Question: I read in the Huber and Gallardo (2004) article that the “alleged stability of majoritarian systems masks the substantial turnover within the cabinet itself”. I was wondering what specifically was meant by “alleged stability”, please? I was under the impression that majoritarian systems, by not providing tools for dealing with the problems it created (no vote of no confidence), was less stable than consensus democracies or PR systems.
Answer: The Huber and Martinez-Gallardo article centres on challenging pre-existing definitions of stability (which focus on the time that passes between cabinet formation and collapse), and providing alternative ways of conceptualising stability (focusing on ministers’ experience of being in cabinet, and of holding their specific portfolios). The alleged instability of consensus systems is based on the more frequent collapse of cabinets due to one or more coalition partners leaving government (due to disputes or disagreements between parties).

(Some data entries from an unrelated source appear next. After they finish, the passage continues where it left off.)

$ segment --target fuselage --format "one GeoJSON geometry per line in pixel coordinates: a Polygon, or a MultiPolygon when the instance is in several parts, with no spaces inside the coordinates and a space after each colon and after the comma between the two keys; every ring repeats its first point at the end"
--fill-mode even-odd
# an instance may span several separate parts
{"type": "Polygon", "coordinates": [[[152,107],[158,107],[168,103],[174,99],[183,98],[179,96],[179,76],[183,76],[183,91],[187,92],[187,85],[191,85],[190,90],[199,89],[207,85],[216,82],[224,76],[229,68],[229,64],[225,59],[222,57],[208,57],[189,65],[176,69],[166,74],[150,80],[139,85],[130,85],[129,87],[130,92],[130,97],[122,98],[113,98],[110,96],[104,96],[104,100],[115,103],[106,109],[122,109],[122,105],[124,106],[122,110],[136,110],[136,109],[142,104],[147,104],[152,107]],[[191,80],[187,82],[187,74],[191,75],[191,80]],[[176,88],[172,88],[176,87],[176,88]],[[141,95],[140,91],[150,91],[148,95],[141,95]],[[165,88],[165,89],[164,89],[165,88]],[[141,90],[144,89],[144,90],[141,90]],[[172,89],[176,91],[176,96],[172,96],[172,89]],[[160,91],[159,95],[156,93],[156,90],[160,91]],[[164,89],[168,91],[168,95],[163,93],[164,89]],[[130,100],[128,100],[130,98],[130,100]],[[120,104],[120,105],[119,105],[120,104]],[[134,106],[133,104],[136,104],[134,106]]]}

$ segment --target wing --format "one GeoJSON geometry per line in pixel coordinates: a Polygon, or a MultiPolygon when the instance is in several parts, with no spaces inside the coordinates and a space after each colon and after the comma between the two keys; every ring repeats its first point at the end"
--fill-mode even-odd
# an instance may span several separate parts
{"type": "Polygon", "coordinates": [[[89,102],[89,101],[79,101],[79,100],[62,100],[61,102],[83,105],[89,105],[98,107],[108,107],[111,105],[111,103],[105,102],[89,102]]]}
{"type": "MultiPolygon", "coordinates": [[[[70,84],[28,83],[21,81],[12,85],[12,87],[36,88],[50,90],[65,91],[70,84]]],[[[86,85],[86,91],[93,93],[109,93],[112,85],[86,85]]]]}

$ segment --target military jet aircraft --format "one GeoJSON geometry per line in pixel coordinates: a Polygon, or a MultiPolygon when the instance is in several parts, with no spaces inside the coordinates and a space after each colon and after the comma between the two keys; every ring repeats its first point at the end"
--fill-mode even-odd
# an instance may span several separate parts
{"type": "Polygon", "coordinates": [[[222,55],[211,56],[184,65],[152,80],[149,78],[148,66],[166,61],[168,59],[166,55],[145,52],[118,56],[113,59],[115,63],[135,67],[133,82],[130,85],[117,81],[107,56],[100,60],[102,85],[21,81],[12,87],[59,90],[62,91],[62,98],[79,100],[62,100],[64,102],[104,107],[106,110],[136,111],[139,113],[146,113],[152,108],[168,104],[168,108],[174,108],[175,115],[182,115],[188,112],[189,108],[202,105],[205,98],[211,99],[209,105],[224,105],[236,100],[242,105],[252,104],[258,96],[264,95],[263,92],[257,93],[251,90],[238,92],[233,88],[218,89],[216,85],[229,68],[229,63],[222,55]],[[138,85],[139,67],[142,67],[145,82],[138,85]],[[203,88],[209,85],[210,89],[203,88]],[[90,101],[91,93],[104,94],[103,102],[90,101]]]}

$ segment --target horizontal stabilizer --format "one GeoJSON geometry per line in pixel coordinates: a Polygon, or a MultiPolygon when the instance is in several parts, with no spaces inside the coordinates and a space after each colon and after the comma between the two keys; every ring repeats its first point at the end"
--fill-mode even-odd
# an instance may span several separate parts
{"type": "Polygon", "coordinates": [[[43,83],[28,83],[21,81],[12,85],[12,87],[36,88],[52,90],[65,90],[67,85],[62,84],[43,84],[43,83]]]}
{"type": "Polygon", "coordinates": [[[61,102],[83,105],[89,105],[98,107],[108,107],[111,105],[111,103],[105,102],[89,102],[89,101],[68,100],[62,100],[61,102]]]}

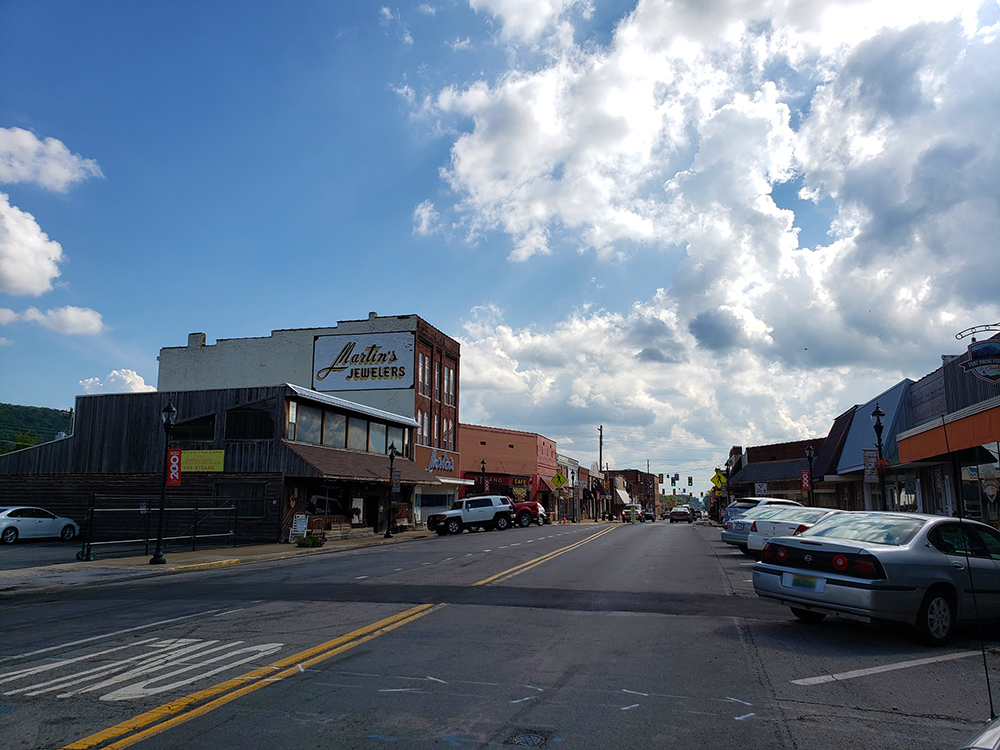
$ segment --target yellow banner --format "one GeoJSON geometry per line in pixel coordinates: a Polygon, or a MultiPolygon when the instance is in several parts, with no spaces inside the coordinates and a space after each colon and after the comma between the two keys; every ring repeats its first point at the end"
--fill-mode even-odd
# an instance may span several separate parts
{"type": "Polygon", "coordinates": [[[181,472],[222,471],[225,451],[182,451],[181,472]]]}

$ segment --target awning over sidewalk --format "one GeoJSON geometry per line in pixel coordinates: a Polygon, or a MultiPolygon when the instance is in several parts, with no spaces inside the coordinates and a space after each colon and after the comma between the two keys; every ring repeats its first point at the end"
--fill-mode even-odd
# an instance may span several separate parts
{"type": "MultiPolygon", "coordinates": [[[[359,482],[389,482],[389,457],[380,453],[324,448],[321,445],[292,443],[287,440],[283,440],[282,444],[293,454],[292,466],[286,469],[287,474],[301,473],[303,476],[359,482]],[[298,468],[294,465],[296,463],[299,464],[298,468]]],[[[436,476],[401,456],[396,456],[392,468],[399,472],[402,484],[441,484],[436,476]]]]}
{"type": "Polygon", "coordinates": [[[904,464],[1000,441],[1000,397],[901,432],[897,440],[899,461],[904,464]]]}

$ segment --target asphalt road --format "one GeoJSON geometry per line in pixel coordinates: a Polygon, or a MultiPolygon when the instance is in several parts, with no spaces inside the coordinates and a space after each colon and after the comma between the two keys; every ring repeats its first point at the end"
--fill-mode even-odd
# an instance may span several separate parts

Of course, because consensus systems tend to have PR electoral systems, they are more likely to produce coalition governments (because no single party is likely to receive a majority of votes in elections), which then makes it more likely that there is a coalition partner to leave the government and cause the cabinet to collapse. As the article mentions, the French Third Republic, Weimar Germany, and Italy are taken as evidence of this tendency.
However, by presenting their alternative measures of (in)stability, they show that majoritarian systems such as the French Fifth Republic are not as stable as proposed. It is thought that they should be stable because they are more likely to produce majority government that lasts for the whole of its term (i.e. the cabinet will not collapse because there is no coalition partner who can quit). However, as Huber and Martinez-Gallardo show, majoritarian systems are not as stable as thought when we consider the experience of the ministers in cabinets (both in terms of the time they have spent in cabinet, and in charge of their specific portfolios). This is because, whilst cabinets may be less likely to collapse in majoritarian systems, they may well be reshuffled at the discretion of the prime minister (or equivalent), meaning that the turnover of cabinet ministers can be high.
So, their argument does not relate to the lack of a vote of no confidence in particular. Crucially, the presence of absence of a vote of no confidence is actually to do with whether the system is presidential (no vote of no confidence) or parliamentary (vote of no confidence), rather than strictly whether it is majoritarian or consensus orientated. Remember, of course, that a parliamentary system may be more majoritarian (e.g. the UK) or consensual (e.g. Germany) based to a notable extent on their electoral system. A presidential system will always have the additional consensus requirement that the president must approve bills passed by the legislature but may still be more or less consensus orientated depending on the electoral system used for the legislature.